When vanilla fruit is harvested, it is a green pod—like a green bean—that is just beginning to ripen. At that stage, they do have a fragrance, but it is not a vanilla fragrance. The vanilla fragrance and flavor is developed in the curing process, which involves keeping the beans warm and moist for a couple of weeks.
During that time, an enzymatic reaction takes place in the bean which converts the raw glucovanillins into glucose and vanillin. Vanillin is the fragrance and flavor of vanilla, so the curing process is designed to optimize the production of this chemical in the bean as it cures. Glucose also performs an important function in preserving the bean.
Once cured, you have the whole vanilla bean which is used to make vanilla extract, powder, sugar, syrups, and infusions.
Vanilla, Vanilla planifolia, is actually an orchid—the only orchid that produces something used for food. Unlike other orchids, it is also a fast-growing vine. The plant originated in Central America and was used by the ancient Maya as an additive to cacao beverages, although really very little is known about how they used it or how they cured the pods.
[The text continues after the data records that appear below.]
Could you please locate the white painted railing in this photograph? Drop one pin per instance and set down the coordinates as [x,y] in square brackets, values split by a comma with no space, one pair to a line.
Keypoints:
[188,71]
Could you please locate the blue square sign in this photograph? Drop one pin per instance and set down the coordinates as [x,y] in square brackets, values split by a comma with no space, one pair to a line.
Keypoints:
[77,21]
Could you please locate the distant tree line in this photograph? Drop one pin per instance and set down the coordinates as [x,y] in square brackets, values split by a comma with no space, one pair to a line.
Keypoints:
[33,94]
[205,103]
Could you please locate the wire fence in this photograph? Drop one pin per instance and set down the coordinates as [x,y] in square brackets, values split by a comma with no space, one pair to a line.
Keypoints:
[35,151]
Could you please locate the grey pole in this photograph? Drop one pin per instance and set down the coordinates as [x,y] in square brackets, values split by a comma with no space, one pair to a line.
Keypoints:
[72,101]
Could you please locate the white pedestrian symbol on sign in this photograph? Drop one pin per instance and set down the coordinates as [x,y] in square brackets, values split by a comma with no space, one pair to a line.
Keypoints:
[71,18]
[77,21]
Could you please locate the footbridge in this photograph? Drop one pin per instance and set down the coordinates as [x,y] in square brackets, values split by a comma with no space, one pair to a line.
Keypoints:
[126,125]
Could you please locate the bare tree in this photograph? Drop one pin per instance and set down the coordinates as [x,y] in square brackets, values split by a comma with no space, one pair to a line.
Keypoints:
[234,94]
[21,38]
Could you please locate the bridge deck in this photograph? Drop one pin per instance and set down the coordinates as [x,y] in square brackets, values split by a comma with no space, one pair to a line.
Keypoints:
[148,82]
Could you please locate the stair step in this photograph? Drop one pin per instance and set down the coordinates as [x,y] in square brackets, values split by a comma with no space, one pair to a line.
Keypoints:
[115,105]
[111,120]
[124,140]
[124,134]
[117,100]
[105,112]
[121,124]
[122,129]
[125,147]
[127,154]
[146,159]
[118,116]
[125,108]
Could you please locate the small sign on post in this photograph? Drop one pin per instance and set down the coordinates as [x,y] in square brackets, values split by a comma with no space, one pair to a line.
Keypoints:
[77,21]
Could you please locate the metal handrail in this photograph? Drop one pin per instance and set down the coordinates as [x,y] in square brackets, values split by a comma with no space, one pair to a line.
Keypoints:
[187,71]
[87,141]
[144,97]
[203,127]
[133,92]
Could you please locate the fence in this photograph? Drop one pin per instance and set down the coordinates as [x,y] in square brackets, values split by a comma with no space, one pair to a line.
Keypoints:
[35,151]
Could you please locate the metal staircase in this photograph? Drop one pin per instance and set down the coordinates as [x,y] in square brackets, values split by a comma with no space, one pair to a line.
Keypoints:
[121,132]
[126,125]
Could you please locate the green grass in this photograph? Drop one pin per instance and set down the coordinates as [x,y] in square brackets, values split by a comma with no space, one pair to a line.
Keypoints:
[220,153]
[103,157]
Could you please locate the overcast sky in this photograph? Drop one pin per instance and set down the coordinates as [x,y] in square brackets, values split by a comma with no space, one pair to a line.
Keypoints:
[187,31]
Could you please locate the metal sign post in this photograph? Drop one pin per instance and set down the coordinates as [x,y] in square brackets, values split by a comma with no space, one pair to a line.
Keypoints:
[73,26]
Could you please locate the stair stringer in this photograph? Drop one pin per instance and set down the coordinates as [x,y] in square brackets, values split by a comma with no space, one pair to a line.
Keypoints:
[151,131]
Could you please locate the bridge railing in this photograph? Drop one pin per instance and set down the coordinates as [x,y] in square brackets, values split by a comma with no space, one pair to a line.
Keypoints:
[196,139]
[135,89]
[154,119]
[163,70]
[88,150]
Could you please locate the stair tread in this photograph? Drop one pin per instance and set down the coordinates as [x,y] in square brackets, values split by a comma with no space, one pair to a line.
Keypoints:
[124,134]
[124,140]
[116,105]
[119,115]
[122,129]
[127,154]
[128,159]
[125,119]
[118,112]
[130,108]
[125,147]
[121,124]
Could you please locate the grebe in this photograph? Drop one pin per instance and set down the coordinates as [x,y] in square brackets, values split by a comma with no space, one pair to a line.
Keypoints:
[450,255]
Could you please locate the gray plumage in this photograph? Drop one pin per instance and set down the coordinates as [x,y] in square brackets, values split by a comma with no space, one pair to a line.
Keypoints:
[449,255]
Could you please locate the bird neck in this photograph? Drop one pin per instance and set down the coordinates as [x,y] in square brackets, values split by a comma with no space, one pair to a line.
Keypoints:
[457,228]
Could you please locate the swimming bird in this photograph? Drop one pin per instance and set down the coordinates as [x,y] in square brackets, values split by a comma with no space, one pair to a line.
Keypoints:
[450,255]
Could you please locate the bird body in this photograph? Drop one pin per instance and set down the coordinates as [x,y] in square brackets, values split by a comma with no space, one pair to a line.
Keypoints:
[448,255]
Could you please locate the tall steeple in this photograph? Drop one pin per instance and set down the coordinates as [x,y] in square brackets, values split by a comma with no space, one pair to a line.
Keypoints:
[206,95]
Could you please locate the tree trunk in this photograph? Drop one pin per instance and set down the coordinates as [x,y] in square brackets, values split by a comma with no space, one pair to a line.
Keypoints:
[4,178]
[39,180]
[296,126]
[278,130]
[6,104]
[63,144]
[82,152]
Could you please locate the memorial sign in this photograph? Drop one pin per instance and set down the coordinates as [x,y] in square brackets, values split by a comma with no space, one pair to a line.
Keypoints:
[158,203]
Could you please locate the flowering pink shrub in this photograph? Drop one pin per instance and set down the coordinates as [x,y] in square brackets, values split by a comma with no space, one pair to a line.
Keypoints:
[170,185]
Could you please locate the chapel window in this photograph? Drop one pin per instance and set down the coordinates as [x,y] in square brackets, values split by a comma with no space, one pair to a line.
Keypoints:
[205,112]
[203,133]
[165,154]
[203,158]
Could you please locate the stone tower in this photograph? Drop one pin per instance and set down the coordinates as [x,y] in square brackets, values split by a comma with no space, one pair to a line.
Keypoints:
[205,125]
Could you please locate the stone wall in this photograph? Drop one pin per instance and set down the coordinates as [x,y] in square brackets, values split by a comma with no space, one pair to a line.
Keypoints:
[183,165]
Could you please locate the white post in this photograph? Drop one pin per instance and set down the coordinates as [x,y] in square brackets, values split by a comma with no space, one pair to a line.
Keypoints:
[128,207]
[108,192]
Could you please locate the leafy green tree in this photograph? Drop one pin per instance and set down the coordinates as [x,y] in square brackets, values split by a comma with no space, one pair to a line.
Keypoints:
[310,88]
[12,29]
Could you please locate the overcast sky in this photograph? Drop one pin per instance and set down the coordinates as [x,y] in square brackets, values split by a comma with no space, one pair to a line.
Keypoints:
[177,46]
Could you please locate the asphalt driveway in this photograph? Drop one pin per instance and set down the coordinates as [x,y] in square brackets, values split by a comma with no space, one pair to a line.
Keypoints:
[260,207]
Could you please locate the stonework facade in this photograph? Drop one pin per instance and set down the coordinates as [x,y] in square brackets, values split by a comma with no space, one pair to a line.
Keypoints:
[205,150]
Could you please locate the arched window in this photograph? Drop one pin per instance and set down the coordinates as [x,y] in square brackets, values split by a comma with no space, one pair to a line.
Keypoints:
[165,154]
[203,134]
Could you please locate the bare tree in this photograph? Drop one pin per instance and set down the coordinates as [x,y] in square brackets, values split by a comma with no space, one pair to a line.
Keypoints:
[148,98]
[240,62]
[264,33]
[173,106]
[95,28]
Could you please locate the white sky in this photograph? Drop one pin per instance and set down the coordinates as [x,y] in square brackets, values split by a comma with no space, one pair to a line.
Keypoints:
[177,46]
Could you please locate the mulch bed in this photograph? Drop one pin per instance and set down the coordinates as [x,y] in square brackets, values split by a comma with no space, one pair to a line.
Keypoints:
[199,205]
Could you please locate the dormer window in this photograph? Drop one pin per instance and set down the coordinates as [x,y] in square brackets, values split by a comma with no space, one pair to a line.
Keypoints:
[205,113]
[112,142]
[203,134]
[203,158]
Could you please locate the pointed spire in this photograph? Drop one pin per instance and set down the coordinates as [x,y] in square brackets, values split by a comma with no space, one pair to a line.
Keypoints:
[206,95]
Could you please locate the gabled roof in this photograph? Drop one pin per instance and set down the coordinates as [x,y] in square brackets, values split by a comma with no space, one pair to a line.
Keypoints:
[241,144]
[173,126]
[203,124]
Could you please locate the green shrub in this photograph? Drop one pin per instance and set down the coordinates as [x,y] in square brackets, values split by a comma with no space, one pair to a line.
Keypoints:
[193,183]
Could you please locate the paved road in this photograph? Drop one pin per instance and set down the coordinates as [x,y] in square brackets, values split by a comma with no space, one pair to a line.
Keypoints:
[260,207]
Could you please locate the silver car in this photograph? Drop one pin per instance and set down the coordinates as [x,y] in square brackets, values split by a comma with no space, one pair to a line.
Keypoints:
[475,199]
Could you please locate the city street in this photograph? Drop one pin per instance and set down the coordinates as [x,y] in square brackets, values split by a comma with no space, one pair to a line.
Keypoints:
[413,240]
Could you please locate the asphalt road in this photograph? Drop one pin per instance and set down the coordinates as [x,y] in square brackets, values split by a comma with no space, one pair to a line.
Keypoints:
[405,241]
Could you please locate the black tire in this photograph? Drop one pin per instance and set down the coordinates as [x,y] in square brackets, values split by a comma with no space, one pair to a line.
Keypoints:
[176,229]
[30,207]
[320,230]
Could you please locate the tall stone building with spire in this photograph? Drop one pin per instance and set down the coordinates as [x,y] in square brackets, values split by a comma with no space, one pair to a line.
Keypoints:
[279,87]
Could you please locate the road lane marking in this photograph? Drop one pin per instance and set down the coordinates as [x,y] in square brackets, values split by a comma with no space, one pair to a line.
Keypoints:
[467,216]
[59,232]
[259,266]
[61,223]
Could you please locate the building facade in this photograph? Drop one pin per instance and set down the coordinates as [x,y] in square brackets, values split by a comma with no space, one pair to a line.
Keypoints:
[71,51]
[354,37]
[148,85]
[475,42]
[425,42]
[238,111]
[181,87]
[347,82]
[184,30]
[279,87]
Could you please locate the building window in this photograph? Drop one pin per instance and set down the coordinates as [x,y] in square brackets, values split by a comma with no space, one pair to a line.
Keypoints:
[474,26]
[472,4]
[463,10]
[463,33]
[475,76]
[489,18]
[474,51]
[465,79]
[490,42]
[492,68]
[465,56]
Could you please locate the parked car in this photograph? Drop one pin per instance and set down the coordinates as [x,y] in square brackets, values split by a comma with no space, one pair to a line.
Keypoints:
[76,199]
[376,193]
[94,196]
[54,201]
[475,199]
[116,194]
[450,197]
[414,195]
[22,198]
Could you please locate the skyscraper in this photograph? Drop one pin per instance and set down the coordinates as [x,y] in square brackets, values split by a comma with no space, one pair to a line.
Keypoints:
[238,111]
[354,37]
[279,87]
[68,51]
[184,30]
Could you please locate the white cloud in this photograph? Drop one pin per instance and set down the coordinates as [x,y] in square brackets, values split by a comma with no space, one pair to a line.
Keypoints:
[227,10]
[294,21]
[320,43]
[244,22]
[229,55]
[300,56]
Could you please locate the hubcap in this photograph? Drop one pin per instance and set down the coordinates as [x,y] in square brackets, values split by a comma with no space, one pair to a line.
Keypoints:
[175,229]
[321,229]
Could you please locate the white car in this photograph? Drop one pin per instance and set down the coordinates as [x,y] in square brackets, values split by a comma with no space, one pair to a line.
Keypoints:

The Maya wildcrafted their vanilla, which was pollinated by a special type of bee, the Melipona Bee. The Maya—past and present—use this stingless bee's honey medicinally. Keeping these bees and producing the honey is an ancient artisanal skill that is only practiced in southern Mexico and Guatemala.
Melipona bees are not present in any of the other vanilla growing areas, so vanilla is hand-pollinated in most of the places where it is grown. At the Vanillery of Kaua'i in Hawaii, all of their vanilla is hand-pollinated. Each flower only lasts several hours, so pollination has to be done every morning prior to the flower wilting. If the flowers aren't pollinated, they will die without producing a vanilla pod.
The vanilla that is actually pollinated by these bees is what we know as Mexican vanilla. It is the same plant as bourbon vanilla, but pollinated by bees rather than hand-pollinated.
Vanilla is most commonly grown in Mexico, Madagascar, Réunion, the South Pacific, South America, Central America, and Hawaii.
Vanilla is very seasonal in how it grows, although the seasonality differs depending on the region. In Hawaii, the plants flower in spring from March through June. The flowers that are pollinated will produce a pod that will be ripe the following winter, so it takes about 9-10 months for a pod to ripen. Pods are harvested from January to May then put through the curing process, available for use starting in July. So, the total process from flower to availability is at least 14 months.
The vanilla from the Vanillery of Kaua'i is not certified organic. For the past 16 years, however, they have been using organic farming methods including permaculture and Korean Natural farming methods—which is another holistic farming method using indigenous microorganisms. They make all the soil amendments using plants that grow on their land making compost teas and ferments that promote the growth of the mycorrhiza. So, you can rest assured that no pesticides or harmful chemicals have been used in the growth of this vanilla.